Give 12 volts to the big red wire that goes to the distributer for ignition source. Find the Purple wire that goes down to the starter. Apply 12 volts to it to crank the engine. Good luck


----------



## 05GTO (Oct 6, 2004)

646904GTO said:


> Give 12 volts to the big red wire that goes to the distributer for ignition source. Find the Purple wire that goes down to the starter. Apply 12 volts to it to crank the engine. Good luck


:agree

Or short the positive feed on the starter to the "R" terminal on the starter solenoid, then apply a momentary 12 volts to the terminal marked "S" on the solenoid.


----------



## 71LemansT37 (Nov 11, 2009)

Thanks for the help. So that goes through the resistor and wont fry the points?


----------



## 05GTO (Oct 6, 2004)

71LemansT37 said:


> Thanks for the help. So that goes through the resistor and wont fry the points?

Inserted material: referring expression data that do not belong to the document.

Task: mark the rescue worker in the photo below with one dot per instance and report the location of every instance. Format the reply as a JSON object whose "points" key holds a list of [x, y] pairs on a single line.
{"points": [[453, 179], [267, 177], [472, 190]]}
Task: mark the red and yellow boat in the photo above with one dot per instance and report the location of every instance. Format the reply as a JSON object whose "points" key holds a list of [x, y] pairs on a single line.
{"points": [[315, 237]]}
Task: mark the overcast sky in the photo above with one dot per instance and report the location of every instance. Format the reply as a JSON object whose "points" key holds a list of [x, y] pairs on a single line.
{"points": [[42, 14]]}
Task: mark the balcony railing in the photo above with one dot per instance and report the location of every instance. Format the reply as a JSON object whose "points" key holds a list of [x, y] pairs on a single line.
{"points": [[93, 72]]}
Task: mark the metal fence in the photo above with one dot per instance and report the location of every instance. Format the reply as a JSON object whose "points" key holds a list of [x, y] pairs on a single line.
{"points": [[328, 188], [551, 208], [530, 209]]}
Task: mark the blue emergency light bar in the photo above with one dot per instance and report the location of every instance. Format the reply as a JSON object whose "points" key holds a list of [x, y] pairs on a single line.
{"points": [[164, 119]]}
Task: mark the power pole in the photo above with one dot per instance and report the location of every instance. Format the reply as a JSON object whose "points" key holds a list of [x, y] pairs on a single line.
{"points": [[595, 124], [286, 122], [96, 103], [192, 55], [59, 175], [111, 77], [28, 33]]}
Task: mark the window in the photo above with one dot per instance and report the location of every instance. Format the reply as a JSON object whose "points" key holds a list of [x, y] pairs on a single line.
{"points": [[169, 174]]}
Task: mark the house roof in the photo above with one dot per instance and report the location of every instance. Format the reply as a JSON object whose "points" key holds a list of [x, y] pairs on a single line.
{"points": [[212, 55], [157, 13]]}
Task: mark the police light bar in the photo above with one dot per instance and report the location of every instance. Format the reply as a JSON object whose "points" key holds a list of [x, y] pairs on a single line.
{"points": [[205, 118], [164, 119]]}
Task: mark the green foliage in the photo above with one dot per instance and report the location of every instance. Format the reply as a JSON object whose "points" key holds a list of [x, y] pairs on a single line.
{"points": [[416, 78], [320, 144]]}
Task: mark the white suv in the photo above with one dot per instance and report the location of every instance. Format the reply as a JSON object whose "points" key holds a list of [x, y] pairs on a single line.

No, the ballast wire comes from the switch circuit, the car initially starts with the full voltage going to the coil from the "R" connection on the solenoid and drops out after the car starts. If you get the car running you will have to remove that jumper to turn the car off.


----------



## Too Many Projects (Nov 15, 2008)

Remove the 2 screws from the start switch at the bottom of the column and use a nail/punch etc to slide the switch forward like the rod from the key does. It may already be loose from the PO doing it that way.


----------